Esta afirmação, aparentemente bombástica, quando analisada a frio, traduz apenas uma reafirmação lógica do princípio e dever de solidariedade que deve existir entre a República e as regiões. É nesse contexto de dever de solidariedade que se compreendem as transferências financeiras para as Regiões Autonómas dos Açores e da Madeira e foi assim que, em 1998, depois de tantos anos de Autonomia, se instituiu a Lei das Finanças Regionais.

Acontece que o País atravessa uma situação muito crítica nas finanças públicas (situação resultado da gestão dos sucessivos governos), constituindo esta um sério obstáculo ao cumprimento de compromissos internacionais como o Pacto de Estabilidade e ao desenvolvimento do País e, por conseguinte, um sério obstáculo para o progresso de todas as suas Regiões.

O mais natural e normal, numa situação crítica como a presente e numa visão de solução para o problema, é o estabelecimento de princípios e actuações que se ajustem ao todo nacional, responsabilizando-se, assim, todos os actores políticos a alinharem no caminho correcto e de forma concertada. (Em meu entender, vozes como «não foram as Regiões Autonómas que provocaram a crise» são cartas fora do baralho, porque de igual modo também não foram o Alentejo ou Trás-os-Montes.

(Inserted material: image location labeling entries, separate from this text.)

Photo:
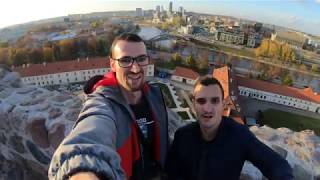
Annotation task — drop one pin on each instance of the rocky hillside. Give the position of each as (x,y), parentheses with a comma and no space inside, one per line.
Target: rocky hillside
(35,120)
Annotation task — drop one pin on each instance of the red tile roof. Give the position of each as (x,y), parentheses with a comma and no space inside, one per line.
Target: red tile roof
(63,66)
(223,76)
(185,72)
(304,94)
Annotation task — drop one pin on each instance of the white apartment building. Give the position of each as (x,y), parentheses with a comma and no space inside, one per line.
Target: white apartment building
(66,72)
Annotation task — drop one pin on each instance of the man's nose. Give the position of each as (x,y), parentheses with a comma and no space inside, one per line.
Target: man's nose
(207,107)
(135,67)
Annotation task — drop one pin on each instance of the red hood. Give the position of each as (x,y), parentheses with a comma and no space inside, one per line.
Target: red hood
(110,80)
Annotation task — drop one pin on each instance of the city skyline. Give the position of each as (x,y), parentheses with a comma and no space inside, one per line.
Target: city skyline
(302,15)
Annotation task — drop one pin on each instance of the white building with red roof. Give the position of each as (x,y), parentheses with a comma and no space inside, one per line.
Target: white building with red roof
(66,72)
(185,75)
(304,99)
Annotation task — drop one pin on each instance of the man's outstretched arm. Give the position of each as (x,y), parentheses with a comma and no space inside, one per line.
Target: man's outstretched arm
(270,163)
(90,146)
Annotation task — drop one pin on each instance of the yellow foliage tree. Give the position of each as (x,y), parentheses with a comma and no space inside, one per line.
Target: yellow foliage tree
(276,50)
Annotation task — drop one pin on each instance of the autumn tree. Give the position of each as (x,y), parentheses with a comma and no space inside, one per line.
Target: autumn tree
(314,68)
(67,49)
(203,66)
(17,56)
(102,47)
(48,55)
(287,80)
(276,50)
(35,56)
(4,56)
(176,59)
(190,62)
(91,46)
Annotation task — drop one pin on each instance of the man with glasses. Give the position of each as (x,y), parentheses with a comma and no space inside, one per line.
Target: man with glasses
(216,147)
(122,130)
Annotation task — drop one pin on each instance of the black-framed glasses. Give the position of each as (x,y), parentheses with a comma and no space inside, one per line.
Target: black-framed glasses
(127,61)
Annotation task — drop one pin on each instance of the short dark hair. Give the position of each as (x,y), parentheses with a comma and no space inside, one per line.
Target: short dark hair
(130,37)
(206,81)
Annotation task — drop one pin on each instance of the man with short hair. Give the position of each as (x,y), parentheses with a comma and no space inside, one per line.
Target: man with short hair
(216,147)
(122,130)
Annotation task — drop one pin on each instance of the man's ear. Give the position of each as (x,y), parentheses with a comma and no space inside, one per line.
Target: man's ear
(112,64)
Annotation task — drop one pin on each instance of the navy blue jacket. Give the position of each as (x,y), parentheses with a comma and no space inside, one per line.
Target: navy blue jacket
(191,157)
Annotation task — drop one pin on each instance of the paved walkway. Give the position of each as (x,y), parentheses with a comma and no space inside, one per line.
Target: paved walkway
(173,92)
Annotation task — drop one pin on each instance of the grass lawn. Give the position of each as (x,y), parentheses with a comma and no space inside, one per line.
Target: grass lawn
(167,95)
(275,119)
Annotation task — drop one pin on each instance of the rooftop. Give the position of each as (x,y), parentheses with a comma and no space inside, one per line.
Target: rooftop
(62,66)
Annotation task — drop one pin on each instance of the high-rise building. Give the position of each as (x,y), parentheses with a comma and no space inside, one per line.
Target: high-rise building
(158,9)
(139,12)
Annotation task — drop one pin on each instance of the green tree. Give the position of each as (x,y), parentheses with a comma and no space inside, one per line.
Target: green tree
(101,47)
(203,66)
(48,55)
(176,59)
(190,62)
(4,56)
(4,44)
(287,80)
(35,56)
(314,68)
(67,48)
(92,46)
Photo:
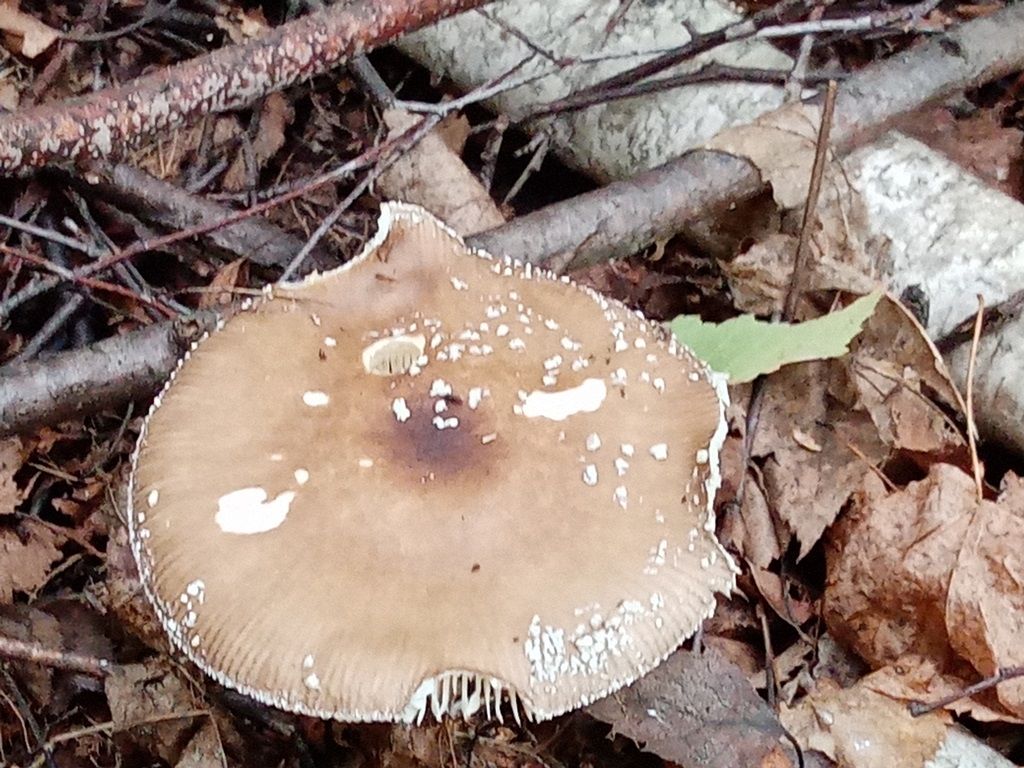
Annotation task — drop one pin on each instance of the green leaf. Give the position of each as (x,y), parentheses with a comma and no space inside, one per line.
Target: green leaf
(745,347)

Mas ir por aqui levar-nos–ia a uma outra reflexão).

Uma postura de solidariedade deve funcionar nos dois sentidos (República/Regiões e Regiões/República) e situar-se acima de todos os interesses. Há pois que assumir a disciplina financeira que a situação do país impõe, introduzindo as correcções tidas por necessárias em todo o território nacional, designadamente através de uma reorientação das despesas para o desenvolvimento e o melhor bem estar da população e do alargamento da base tributária no sentido de uma maior justiça relativa entre os cidadãos.

A Lei das Finanças Regionais de 1998 constituiu um primeiro marco importante no relacionamento financeiro entre a República e as suas Regiões Autónomas. Direi mesmo um passo fundamental foi dado com esta Lei. Sem dúvida, muita coisa ficou pendente e por fazer a diferentes níveis.

Mas há uma direcção essencial em todo este processo, não resolvida em devido tempo, que urge atalhar:

E, independentemente da sua «bondade», gerou-se o maior desconforto nos contribuintes do Continente porque desconhecem os montantes transferidos que pensam sair do seu bolso (na realidade, mesmo o mais «avisado» cidadão dificilmente acede ao envelope financeiro real que a República transfere directa e indirectamente para as Regiões), como reina a nível das Regiões Autónomas a opinião, desde há muito veiculada e mais ou menos acentuada pelos poderes políticos regionais, de que as verbas transferidas são menos que as receitas cobradas nas Regiões. Deparamo-nos, assim, perante duas visões claramente opostas de uma mesma questão, entre os contribuintes das Regiões e do Continente que, em minha opinião, não interessa a ninguém, pelo menos, numa óptica de cidadania nacional.

Não vou aqui debruçar-me sobre as razões históricas e «as bandeiras» desta desconfiança mútua. Mas ficaríamos todos bem melhor se se entrasse num processo de clarificação e de transparência que passa certamente, entre outras coisas, por um debate desapaixonado que tarda, orientado sobretudo para os princípios e critérios que orientam as transferências financeiras, o que certamente iria desembocar em questões ainda mais envolventes como o do próprio conceito de Autonomia e as expectativas da sua evolução, levando a questionar o porquê ainda de instituições como a do Ministro da República.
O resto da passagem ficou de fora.